2026年度(令和8年度)の公的年金は、物価や賃金の変動を反映し、前年度からさらなる引き上げが決定しました。
しかし、ニュースで報じられる「増額」を手放しで喜べないのがシニア世代のリアルな本音です。
J-FLEC(金融経済教育推進機構)「家計の金融行動に関する世論調査 2025年」によると、年金にゆとりがないと感じている世帯の「老後生活に対する不安の理由」は、60歳代・70歳代ともに単身・二人以上世帯を問わず「物価上昇等により費用が増えていくとみているから」が半数以上(51.0%〜57.9%)を占め、トップとなっています。
額面が増えても、物価高や天引きされる健康保険料・介護保険料、税金の負担を考慮しなければ、真の生活水準は見えてきません。
また、2025年に成立した年金制度改正法により、「106万円の壁」の撤廃や在職老齢年金の基準緩和など、働き方そのものが大きな転換期を迎えています。
今回は、2026年度の最新年金額や年代別の受給実態を振り返るとともに、法改正がもたらす「仕事と年金」の新しいバランスについて詳しく解説します。
1. 【最新】2026年度 4月分からの公的年金額《国民年金の満額&厚生年金モデル夫婦》月額いくら?
公的年金の年金額は、賃金や物価の動きを反映して年度ごとに見直されます。2026年度は、前年度から国民年金(基礎年金)が 1.9%、厚生年金(報酬比例部分)が2.0%の引上げとなります。
この改定率は、すでに6月に支給される「4月・5月分の年金」から適用されます。すでに年金を受給している人には、6月の支給タイミングに合わせて日本年金機構から新しい年金額が記載された通知書類が届きます。
1.1 2026年度「国民年金の満額&厚生年金モデル夫婦世帯の年金額」
2026年度の国民年金と厚生年金の年金額例
- 国民年金(老齢基礎年金(満額):1人分)(※1):7万608円
厚生年金:(夫婦2人分)(※2):23万7279円
※1 昭和31年4月1日以前生まれの方の老齢基礎年金の満額は月額7万408円(対前年度比+1300円)

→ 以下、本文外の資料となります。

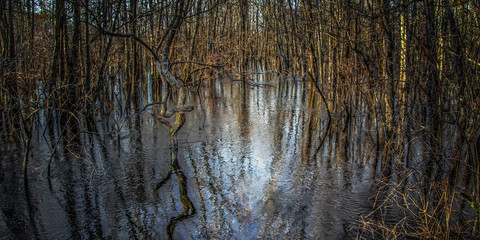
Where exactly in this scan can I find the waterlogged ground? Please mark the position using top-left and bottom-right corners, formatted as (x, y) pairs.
(0, 75), (382, 239)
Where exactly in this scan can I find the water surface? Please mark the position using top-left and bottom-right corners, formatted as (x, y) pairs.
(0, 75), (382, 239)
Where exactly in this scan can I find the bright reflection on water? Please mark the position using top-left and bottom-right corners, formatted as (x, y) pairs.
(0, 75), (382, 239)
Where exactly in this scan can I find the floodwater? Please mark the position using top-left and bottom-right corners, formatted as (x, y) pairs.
(0, 74), (377, 239)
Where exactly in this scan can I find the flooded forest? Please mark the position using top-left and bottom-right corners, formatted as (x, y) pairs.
(0, 0), (480, 239)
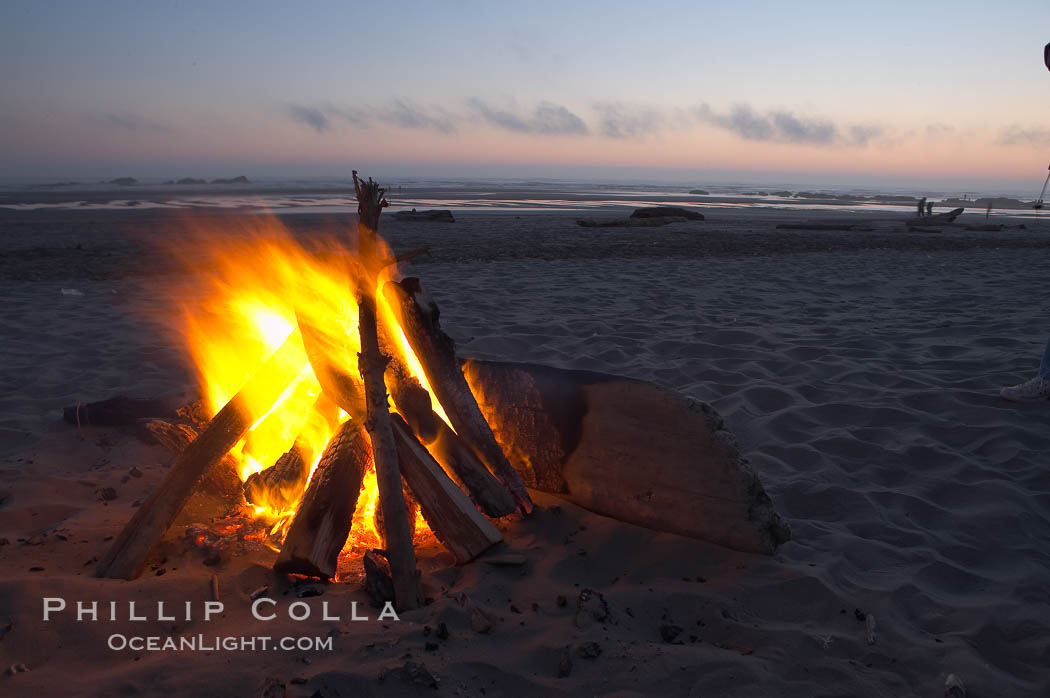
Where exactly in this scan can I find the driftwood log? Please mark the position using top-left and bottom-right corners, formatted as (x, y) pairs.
(62, 395), (185, 426)
(383, 278), (532, 513)
(95, 333), (306, 579)
(379, 331), (517, 517)
(905, 208), (966, 228)
(426, 419), (517, 519)
(141, 419), (240, 505)
(464, 361), (791, 553)
(242, 444), (310, 511)
(391, 415), (503, 565)
(353, 171), (423, 611)
(273, 420), (372, 579)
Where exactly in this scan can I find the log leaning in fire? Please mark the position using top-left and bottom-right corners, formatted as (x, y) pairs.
(95, 333), (305, 579)
(391, 415), (503, 565)
(273, 420), (372, 579)
(426, 419), (517, 519)
(353, 171), (423, 611)
(243, 445), (310, 511)
(141, 419), (242, 503)
(379, 337), (517, 517)
(242, 394), (339, 511)
(62, 395), (185, 426)
(383, 278), (532, 513)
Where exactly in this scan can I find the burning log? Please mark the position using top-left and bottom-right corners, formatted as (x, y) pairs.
(95, 333), (305, 579)
(273, 420), (372, 579)
(426, 419), (517, 519)
(464, 361), (791, 553)
(383, 278), (532, 513)
(379, 331), (516, 517)
(392, 415), (503, 565)
(242, 396), (339, 511)
(372, 482), (419, 546)
(142, 419), (240, 503)
(354, 171), (423, 611)
(243, 444), (310, 511)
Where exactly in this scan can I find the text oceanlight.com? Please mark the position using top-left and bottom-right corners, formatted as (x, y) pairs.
(106, 633), (333, 652)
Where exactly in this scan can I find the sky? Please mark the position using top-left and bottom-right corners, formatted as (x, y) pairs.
(0, 0), (1050, 185)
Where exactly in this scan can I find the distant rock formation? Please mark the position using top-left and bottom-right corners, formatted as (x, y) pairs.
(631, 206), (704, 220)
(394, 209), (456, 223)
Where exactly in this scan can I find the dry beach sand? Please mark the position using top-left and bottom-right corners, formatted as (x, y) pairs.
(0, 208), (1050, 698)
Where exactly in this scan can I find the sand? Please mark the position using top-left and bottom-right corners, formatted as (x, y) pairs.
(0, 209), (1050, 697)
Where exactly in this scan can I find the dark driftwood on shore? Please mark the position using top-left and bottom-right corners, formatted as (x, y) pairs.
(905, 208), (966, 228)
(777, 223), (875, 233)
(576, 216), (689, 228)
(62, 395), (179, 426)
(273, 420), (372, 579)
(393, 209), (456, 223)
(391, 415), (503, 565)
(383, 278), (532, 513)
(354, 171), (423, 611)
(631, 206), (704, 220)
(95, 333), (302, 579)
(465, 361), (791, 553)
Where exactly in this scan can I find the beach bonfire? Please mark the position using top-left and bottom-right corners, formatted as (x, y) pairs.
(86, 172), (789, 610)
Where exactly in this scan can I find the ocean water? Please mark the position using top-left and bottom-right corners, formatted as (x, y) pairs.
(0, 176), (1042, 214)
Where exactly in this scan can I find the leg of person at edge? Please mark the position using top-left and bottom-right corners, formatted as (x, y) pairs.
(999, 340), (1050, 402)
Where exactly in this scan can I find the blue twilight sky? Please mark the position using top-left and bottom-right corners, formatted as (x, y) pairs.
(0, 0), (1050, 182)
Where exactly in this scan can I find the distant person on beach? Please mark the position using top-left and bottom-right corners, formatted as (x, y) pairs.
(999, 340), (1050, 402)
(985, 44), (1050, 402)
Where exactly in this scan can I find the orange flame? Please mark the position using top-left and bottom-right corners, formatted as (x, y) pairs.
(170, 216), (434, 550)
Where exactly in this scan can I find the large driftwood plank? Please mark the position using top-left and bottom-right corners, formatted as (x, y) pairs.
(273, 420), (372, 579)
(464, 361), (791, 553)
(391, 415), (503, 565)
(95, 333), (306, 579)
(383, 278), (532, 513)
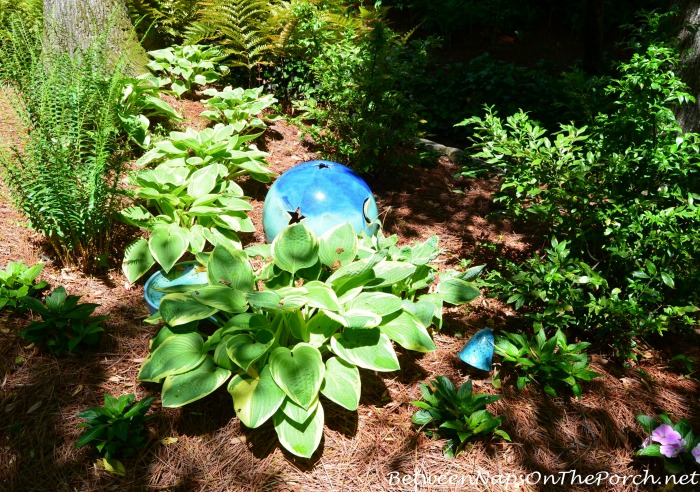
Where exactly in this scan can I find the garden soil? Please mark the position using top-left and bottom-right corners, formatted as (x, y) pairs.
(0, 94), (700, 492)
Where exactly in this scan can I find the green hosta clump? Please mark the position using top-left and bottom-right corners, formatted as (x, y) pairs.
(411, 376), (510, 458)
(139, 223), (479, 457)
(494, 326), (600, 399)
(147, 45), (229, 98)
(75, 393), (155, 475)
(117, 75), (182, 148)
(136, 123), (275, 183)
(121, 163), (255, 282)
(200, 86), (277, 135)
(0, 261), (47, 311)
(19, 287), (107, 355)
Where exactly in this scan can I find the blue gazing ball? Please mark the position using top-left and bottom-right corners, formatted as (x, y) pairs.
(263, 161), (379, 243)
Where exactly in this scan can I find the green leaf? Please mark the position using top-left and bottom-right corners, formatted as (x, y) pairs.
(228, 365), (285, 429)
(162, 357), (231, 408)
(269, 343), (326, 408)
(148, 226), (189, 273)
(330, 328), (400, 372)
(158, 294), (218, 326)
(438, 278), (481, 305)
(138, 333), (206, 383)
(272, 223), (318, 274)
(321, 357), (361, 411)
(379, 311), (435, 352)
(272, 403), (324, 458)
(318, 222), (358, 270)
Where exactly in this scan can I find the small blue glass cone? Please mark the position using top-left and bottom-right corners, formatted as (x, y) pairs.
(458, 328), (494, 371)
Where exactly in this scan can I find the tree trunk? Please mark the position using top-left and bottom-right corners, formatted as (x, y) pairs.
(44, 0), (148, 75)
(676, 0), (700, 133)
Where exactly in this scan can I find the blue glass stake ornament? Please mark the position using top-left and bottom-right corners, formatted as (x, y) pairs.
(458, 328), (494, 371)
(263, 161), (379, 243)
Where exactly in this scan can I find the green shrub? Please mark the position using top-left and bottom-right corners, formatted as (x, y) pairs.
(0, 17), (129, 267)
(75, 393), (155, 474)
(20, 287), (107, 355)
(411, 376), (510, 458)
(139, 223), (479, 458)
(0, 261), (48, 311)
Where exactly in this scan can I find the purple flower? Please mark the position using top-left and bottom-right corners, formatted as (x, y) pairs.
(659, 439), (697, 459)
(690, 444), (700, 463)
(651, 424), (685, 446)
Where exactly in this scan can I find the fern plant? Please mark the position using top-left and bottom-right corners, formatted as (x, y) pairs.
(0, 16), (129, 267)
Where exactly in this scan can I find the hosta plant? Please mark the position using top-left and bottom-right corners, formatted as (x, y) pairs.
(200, 86), (277, 135)
(137, 123), (275, 183)
(0, 261), (47, 311)
(75, 393), (155, 474)
(139, 222), (479, 458)
(637, 413), (700, 473)
(19, 287), (107, 355)
(494, 325), (600, 399)
(121, 163), (255, 282)
(117, 75), (182, 148)
(411, 376), (510, 458)
(147, 45), (229, 98)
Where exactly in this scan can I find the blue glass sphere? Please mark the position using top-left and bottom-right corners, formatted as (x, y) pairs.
(263, 161), (379, 242)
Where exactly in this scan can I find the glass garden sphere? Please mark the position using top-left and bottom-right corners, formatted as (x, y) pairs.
(263, 161), (379, 243)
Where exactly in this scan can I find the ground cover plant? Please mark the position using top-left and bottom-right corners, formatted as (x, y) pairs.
(0, 0), (700, 491)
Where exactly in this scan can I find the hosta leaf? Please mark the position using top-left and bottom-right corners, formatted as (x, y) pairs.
(148, 226), (189, 273)
(379, 311), (435, 352)
(138, 333), (206, 382)
(318, 222), (357, 270)
(228, 365), (285, 429)
(122, 238), (156, 283)
(272, 403), (324, 458)
(162, 357), (231, 408)
(269, 343), (326, 408)
(331, 328), (400, 372)
(321, 357), (361, 411)
(272, 223), (318, 274)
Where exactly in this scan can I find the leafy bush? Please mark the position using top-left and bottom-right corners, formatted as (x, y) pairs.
(75, 393), (155, 474)
(0, 261), (48, 311)
(19, 287), (107, 355)
(463, 40), (700, 357)
(411, 376), (510, 458)
(494, 326), (600, 399)
(0, 17), (124, 267)
(139, 223), (479, 458)
(147, 45), (229, 98)
(637, 413), (700, 473)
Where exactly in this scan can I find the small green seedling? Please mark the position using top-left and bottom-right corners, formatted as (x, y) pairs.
(411, 376), (510, 458)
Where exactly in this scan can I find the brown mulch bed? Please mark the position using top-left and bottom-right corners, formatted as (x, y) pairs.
(0, 94), (700, 492)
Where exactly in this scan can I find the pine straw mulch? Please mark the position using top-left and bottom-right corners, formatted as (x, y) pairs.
(0, 97), (700, 491)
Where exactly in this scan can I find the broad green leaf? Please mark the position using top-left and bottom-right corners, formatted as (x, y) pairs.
(162, 357), (231, 408)
(345, 292), (403, 316)
(272, 403), (324, 458)
(331, 328), (400, 372)
(122, 238), (156, 283)
(438, 278), (481, 305)
(379, 311), (435, 352)
(138, 333), (206, 383)
(367, 261), (416, 289)
(207, 246), (255, 292)
(158, 294), (218, 326)
(228, 365), (285, 429)
(226, 330), (275, 371)
(321, 357), (361, 411)
(272, 223), (318, 274)
(318, 222), (357, 270)
(269, 343), (326, 408)
(190, 285), (248, 313)
(148, 226), (189, 273)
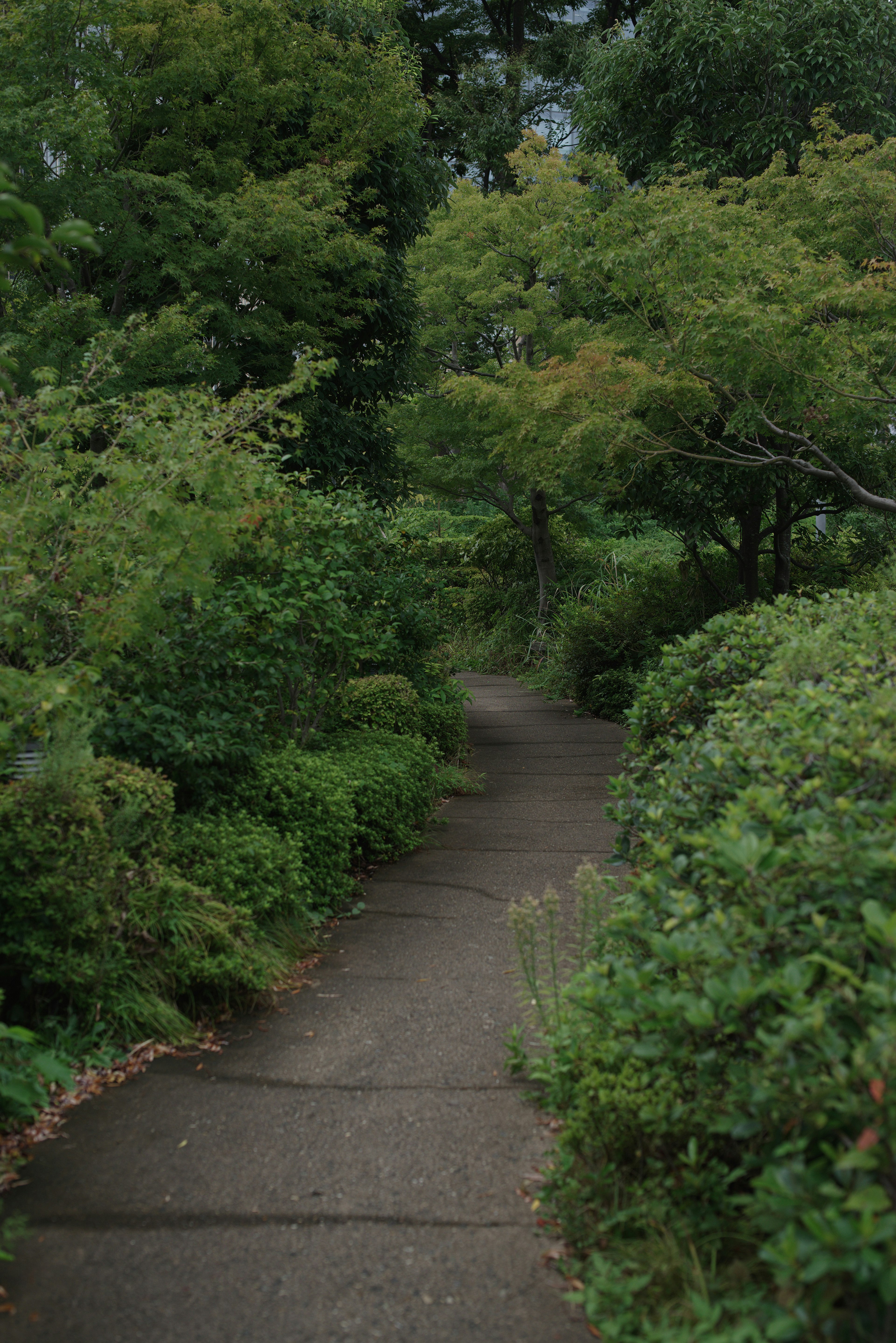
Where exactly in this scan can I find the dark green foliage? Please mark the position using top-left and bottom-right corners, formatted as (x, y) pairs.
(553, 559), (728, 712)
(0, 756), (289, 1040)
(329, 675), (466, 759)
(584, 668), (641, 723)
(0, 775), (124, 999)
(332, 675), (420, 733)
(228, 745), (356, 912)
(0, 994), (71, 1123)
(322, 729), (438, 862)
(169, 811), (310, 923)
(420, 701), (467, 760)
(578, 0), (896, 180)
(516, 592), (896, 1343)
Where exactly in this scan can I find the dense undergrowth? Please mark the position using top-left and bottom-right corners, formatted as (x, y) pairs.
(395, 505), (891, 723)
(514, 591), (896, 1343)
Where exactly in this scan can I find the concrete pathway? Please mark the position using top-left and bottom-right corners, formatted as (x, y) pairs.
(0, 674), (623, 1343)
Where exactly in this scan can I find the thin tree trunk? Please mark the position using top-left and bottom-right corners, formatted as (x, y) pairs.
(529, 490), (557, 623)
(109, 258), (134, 317)
(511, 0), (525, 56)
(739, 504), (762, 602)
(771, 482), (793, 596)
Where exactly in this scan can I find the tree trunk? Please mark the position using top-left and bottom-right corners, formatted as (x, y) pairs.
(511, 0), (525, 56)
(739, 504), (762, 602)
(771, 482), (793, 596)
(529, 490), (557, 623)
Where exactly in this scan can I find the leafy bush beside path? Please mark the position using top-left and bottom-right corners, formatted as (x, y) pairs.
(516, 592), (896, 1343)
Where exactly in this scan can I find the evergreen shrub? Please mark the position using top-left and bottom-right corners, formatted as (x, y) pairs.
(0, 756), (289, 1038)
(169, 811), (310, 923)
(228, 752), (357, 913)
(552, 561), (733, 712)
(420, 700), (467, 760)
(514, 592), (896, 1343)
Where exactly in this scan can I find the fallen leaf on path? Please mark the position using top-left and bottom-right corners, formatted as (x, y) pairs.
(0, 1030), (227, 1194)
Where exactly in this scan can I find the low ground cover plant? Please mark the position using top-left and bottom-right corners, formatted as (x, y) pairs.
(514, 591), (896, 1343)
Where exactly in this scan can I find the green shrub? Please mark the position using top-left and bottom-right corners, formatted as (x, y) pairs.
(330, 675), (420, 733)
(0, 994), (71, 1123)
(420, 701), (467, 760)
(584, 668), (641, 723)
(228, 737), (356, 913)
(0, 756), (285, 1038)
(325, 731), (438, 862)
(516, 594), (896, 1343)
(552, 560), (736, 708)
(171, 811), (310, 921)
(0, 771), (125, 1001)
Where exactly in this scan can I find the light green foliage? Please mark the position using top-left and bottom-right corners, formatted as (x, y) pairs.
(169, 811), (309, 925)
(0, 994), (71, 1123)
(395, 133), (587, 510)
(333, 675), (420, 733)
(576, 0), (896, 181)
(321, 728), (438, 862)
(494, 125), (896, 533)
(0, 753), (286, 1040)
(0, 344), (318, 749)
(330, 675), (466, 759)
(220, 745), (356, 912)
(510, 592), (896, 1343)
(0, 346), (435, 791)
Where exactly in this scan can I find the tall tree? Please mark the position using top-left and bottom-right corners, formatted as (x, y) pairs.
(0, 0), (445, 491)
(395, 133), (587, 620)
(575, 0), (896, 181)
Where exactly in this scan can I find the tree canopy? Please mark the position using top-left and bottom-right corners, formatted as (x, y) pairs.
(0, 0), (445, 489)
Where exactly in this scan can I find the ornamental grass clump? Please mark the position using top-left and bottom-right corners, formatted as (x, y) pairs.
(517, 592), (896, 1343)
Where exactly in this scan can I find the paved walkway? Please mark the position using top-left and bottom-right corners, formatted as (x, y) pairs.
(0, 674), (622, 1343)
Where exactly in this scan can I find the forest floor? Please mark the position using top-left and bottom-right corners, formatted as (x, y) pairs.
(0, 673), (623, 1343)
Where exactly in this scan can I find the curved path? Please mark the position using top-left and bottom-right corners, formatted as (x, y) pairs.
(0, 674), (623, 1343)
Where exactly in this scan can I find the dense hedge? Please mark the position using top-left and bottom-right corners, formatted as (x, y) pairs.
(0, 759), (286, 1037)
(169, 811), (312, 921)
(516, 592), (896, 1343)
(325, 731), (437, 862)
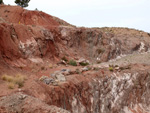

※2 厚生年金は「男性の平均的な収入(平均標準報酬(賞与含む月額換算)45万5000円)」で40年間就業した場合に受け取り始める年金(老齢厚生年金と2人分の老齢基礎年金(満額))の給付水準
2. 年金は「額面通り」にもらえない?年金振込通知書で分かる「天引き」と「手取り」のリアル
2.1 6月に届く「年金額改定通知書・年金振込通知書」
すでに年金を受給している人に、毎年6月に日本年金機構から届くのが「年金額改定通知書」「年金振込通知書」です。
- 年金額改定通知書:今年度(4月分以降)の年金額がいくらになったかが分かります。
- 年金振込通知書:年金から天引き(特別徴収)される税金や社会保険料の内訳と、実際に振り込まれる手取り額(振込額)が記載されています。
2.2 年金からの天引き内容が分かる「年金振込通知書」
老齢年金から天引きされる税や社会保険料
- 介護保険料
- 公的医療保険(国民健康保険・後期高齢者医療制度)の保険料
- 個人住民税および森林環境税
- 所得税および復興特別所得税
このように、年金からも、現役時代と同様に介護保険料、医療保険料、住民税、所得税など特別徴収(天引き)されるお金があります(※)。
「ねんきん定期便」や「ねんきんネット」で確認できるのはあくまで「額面の見込み額」であり、手取り額はそれより少ない点に注意が必要です。
※ただし、年金の受給額が年額18万円未満の場合など、年金からの天引きとならないケースもあります。